Duh!! Thinking about it last night, I realized that Node "O" had to deflect upwards since member 3 is in compression and is pinned at the top. Now we have the proof thanks to Retrograde and goutam-freela. Thanks guys!

 

[rb1957]

yeah, but ... you've modelled the spokes as beams, and the lateral one is picking up a lot of load. If axial rods then the result would be "different" (for the load given it would all be reacted by the aligned spoke; for different loads each spoke would react the component load).

 

[BAretired]

yeah, but ... you've modelled the spokes as beams, and the lateral one is picking up a lot of load. If axial rods then the result would be "different" (for the load given it would all be reacted by the aligned spoke; for different loads each spoke would react the component load).

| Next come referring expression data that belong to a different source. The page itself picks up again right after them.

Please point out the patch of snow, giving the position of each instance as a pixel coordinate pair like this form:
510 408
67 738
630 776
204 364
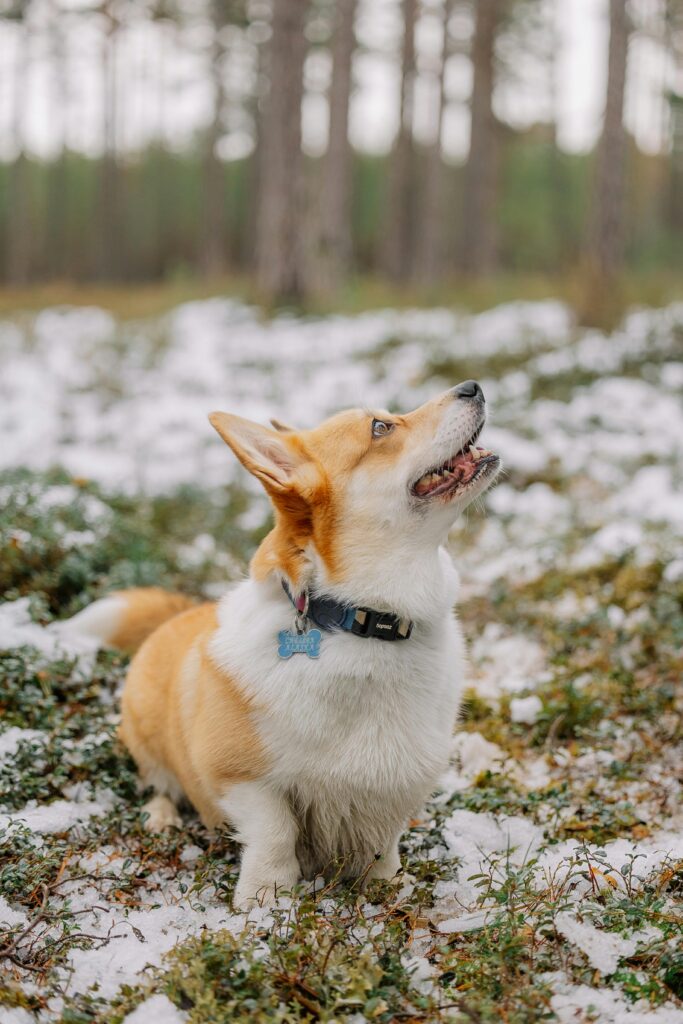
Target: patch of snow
60 815
156 1010
8 916
17 630
505 663
607 1006
525 710
603 949
11 737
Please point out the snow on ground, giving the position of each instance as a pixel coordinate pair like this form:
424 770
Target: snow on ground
591 431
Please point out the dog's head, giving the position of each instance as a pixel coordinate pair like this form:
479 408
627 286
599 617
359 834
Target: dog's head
366 482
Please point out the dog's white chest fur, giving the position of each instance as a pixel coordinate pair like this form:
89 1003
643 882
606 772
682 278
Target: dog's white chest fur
356 738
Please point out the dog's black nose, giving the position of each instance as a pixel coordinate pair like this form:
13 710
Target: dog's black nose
468 389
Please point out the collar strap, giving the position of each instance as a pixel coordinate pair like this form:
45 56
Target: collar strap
330 614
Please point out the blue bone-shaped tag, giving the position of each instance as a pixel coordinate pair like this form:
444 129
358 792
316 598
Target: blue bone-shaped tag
299 643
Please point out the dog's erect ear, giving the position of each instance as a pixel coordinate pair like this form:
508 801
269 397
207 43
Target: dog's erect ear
282 427
269 456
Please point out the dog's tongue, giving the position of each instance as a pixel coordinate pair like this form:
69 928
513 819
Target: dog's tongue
459 470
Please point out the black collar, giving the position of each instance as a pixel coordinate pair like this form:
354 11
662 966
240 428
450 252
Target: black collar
330 614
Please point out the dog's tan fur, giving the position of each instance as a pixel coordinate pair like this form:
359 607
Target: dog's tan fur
182 719
307 760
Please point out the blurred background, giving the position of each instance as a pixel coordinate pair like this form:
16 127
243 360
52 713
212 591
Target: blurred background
331 152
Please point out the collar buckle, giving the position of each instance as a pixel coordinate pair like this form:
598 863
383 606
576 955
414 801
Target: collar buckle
382 625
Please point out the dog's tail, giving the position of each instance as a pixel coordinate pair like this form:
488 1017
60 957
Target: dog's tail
126 617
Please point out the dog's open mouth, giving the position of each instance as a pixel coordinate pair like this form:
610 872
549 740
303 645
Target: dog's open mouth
455 474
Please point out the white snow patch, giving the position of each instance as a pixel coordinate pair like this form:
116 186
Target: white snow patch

The members are not modeled as beams. They are hinged at each end, so they must act as axial rods. If as you say, horizontal member #2 carried most of the applied load, it would stretch by delta = FL/AE which would be inconsistent with the strain in Members 1 and 3.

 

[rb1957]

i was referring to this pic (from reply 19) ...

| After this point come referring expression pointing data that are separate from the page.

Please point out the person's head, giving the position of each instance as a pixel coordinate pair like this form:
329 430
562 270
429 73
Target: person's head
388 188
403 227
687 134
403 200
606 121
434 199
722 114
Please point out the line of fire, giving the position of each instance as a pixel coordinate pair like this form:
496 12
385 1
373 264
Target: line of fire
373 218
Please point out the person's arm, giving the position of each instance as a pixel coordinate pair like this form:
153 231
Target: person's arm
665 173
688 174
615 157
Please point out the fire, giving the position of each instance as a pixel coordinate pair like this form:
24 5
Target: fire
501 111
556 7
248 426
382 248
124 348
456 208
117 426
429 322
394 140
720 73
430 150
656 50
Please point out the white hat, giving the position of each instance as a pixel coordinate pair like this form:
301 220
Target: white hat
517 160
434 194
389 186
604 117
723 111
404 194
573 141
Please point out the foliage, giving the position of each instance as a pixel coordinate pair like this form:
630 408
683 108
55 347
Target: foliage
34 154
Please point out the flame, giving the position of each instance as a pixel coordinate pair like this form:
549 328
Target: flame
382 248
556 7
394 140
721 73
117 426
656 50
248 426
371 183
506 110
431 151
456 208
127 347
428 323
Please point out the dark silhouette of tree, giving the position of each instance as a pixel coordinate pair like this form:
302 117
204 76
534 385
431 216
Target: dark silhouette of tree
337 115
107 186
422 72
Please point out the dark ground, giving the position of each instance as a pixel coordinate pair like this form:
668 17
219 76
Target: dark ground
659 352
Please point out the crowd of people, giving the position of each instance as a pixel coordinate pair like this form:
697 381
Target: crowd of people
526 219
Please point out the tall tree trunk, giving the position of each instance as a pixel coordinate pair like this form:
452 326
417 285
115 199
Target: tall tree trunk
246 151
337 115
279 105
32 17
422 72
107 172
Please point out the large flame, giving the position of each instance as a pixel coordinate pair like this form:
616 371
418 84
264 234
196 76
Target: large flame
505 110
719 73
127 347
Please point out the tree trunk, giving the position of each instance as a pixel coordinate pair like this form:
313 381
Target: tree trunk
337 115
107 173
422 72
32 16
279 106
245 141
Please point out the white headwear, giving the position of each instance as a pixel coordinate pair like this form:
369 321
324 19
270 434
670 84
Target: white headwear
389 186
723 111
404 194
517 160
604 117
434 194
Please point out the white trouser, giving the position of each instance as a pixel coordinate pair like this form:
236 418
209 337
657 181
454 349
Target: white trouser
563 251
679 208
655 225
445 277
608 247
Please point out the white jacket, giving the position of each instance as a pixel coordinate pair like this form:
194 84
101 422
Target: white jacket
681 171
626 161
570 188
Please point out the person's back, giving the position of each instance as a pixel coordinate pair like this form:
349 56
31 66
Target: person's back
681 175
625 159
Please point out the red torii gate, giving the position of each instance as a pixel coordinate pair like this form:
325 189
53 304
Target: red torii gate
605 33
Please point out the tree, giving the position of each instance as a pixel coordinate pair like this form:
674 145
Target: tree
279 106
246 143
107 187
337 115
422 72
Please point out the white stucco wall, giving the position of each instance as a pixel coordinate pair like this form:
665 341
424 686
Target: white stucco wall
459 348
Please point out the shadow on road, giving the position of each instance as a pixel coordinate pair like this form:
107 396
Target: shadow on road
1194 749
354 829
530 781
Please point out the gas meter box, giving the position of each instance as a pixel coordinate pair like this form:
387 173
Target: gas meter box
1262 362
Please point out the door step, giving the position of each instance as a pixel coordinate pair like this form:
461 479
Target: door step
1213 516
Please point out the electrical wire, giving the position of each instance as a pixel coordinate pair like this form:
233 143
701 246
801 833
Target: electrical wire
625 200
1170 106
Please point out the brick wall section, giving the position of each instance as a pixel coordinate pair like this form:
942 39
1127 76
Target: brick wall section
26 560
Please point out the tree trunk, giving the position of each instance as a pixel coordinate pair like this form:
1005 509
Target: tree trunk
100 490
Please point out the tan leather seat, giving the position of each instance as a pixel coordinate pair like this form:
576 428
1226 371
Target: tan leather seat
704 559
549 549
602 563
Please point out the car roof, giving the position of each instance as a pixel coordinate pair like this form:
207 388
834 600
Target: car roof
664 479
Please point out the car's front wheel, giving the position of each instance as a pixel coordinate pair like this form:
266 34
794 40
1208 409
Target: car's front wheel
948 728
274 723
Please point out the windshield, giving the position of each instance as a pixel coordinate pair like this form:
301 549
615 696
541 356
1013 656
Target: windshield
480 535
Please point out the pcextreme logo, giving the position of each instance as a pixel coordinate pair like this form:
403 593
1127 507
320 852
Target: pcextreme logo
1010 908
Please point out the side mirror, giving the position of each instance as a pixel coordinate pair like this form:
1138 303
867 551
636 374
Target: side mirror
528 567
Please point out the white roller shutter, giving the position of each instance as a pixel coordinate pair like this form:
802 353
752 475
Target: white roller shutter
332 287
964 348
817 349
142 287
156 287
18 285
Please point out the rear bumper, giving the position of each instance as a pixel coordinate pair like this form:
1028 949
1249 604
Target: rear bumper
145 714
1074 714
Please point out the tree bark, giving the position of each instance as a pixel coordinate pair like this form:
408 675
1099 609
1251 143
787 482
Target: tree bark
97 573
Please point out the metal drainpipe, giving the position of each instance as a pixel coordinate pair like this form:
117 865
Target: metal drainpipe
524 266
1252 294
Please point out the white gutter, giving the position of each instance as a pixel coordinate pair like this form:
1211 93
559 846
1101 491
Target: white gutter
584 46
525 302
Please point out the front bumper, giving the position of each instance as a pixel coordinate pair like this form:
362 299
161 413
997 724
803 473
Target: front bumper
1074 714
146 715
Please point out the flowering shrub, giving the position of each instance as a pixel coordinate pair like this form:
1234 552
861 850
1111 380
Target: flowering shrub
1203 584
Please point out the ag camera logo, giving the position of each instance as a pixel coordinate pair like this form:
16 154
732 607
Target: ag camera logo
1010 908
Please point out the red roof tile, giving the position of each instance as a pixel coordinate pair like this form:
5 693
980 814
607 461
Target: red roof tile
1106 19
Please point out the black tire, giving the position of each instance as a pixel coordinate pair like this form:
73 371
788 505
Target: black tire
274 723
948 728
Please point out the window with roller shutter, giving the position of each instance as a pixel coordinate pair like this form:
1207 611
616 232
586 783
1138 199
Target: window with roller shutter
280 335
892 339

... which I read as 6.8 kN axial load in one member and 3.2kN shear in the other, so the members have bending stiffness (to support shear loads) ...
and the FB looks "off" ... I see the 3.2 kN creating an unbalanced moment about the load, and the 2.4 kN couple also unbalanced ... unless there are end moments not shown.

 

[BAretired]

i was referring to this pic (from reply 19) ...

View attachment 8817

... which I read as 6.8 kN axial load in one member and 3.2kN shear in the other, so the members have bending stiffness (to support shear loads) ...
and the FB looks "off" ... I see the 3.2 kN creating an unbalanced moment about the load, and the 2.4 kN couple also unbalanced ... unless there are end moments not shown.

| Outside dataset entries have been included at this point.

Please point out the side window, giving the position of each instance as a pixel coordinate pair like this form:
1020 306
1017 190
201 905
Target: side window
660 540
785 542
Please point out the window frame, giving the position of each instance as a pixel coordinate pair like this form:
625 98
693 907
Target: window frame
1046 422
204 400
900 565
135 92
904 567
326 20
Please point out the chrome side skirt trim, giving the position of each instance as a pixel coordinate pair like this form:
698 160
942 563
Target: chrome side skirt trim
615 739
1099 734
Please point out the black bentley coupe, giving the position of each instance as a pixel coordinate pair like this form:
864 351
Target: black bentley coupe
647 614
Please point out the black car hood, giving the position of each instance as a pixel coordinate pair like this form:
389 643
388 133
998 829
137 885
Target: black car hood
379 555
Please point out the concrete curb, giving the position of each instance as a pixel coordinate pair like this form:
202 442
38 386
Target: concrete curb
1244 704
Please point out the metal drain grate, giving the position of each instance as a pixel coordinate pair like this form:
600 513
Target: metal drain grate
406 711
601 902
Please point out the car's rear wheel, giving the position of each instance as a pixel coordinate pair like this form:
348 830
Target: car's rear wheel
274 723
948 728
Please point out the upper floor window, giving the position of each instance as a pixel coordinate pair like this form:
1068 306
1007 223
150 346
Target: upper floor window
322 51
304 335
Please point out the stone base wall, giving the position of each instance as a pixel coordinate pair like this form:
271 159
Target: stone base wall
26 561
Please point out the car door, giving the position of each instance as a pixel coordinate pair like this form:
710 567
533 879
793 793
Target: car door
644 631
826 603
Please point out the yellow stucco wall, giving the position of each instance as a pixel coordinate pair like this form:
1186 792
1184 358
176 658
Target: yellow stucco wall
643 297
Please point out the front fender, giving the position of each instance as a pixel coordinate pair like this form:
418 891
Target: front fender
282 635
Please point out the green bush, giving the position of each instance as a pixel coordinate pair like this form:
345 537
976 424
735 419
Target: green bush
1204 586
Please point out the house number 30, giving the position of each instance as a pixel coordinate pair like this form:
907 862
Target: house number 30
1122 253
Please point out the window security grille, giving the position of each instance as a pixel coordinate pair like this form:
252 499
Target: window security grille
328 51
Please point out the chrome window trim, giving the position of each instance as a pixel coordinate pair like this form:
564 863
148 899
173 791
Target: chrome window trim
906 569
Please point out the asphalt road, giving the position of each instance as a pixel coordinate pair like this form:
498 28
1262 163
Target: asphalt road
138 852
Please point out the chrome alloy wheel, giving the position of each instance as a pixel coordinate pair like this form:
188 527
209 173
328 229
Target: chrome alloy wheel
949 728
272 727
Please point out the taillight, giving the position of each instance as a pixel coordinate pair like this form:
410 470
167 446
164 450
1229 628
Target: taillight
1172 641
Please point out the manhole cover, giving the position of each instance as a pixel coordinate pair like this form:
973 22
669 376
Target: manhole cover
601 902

• 6.8 kN is intended to be the tension in member 2. It's a little off due to the slight change in slope.
• Reactions at the bottom of member 1 have a resultant aligned with the member. They are a little off due to change in slope, but there is no shear in member 1.
• There are no moments anywhere because all members are pin-ended.

 

[prex]

There's a quite simple proof of the original problem statement. As this proof is based on simmetry, it proves also that the same statement won't be generally true in the lack of simmetry.

1) Assume the angle alpha is zero: because of simmetry, the statement is true
2) Assume the angle alpha is the bisector of the angle between two adjacent spikes: again the statement is true because of simmetry
3) Now any load P directed in between the angles in 1) and 2) can be decomposed into two loads, one directed as in 1), the second one as in 2).
4) Each one of the two decomposing loads will cause a displacement directed as the load itself with magnitude proportional to the same load (of course we are in linear elasticity here)
5) In conclusion, the vectorial sum of the two displacements will be directed as the load P and its magnitude will be proportional to P, hence independent of angle alpha.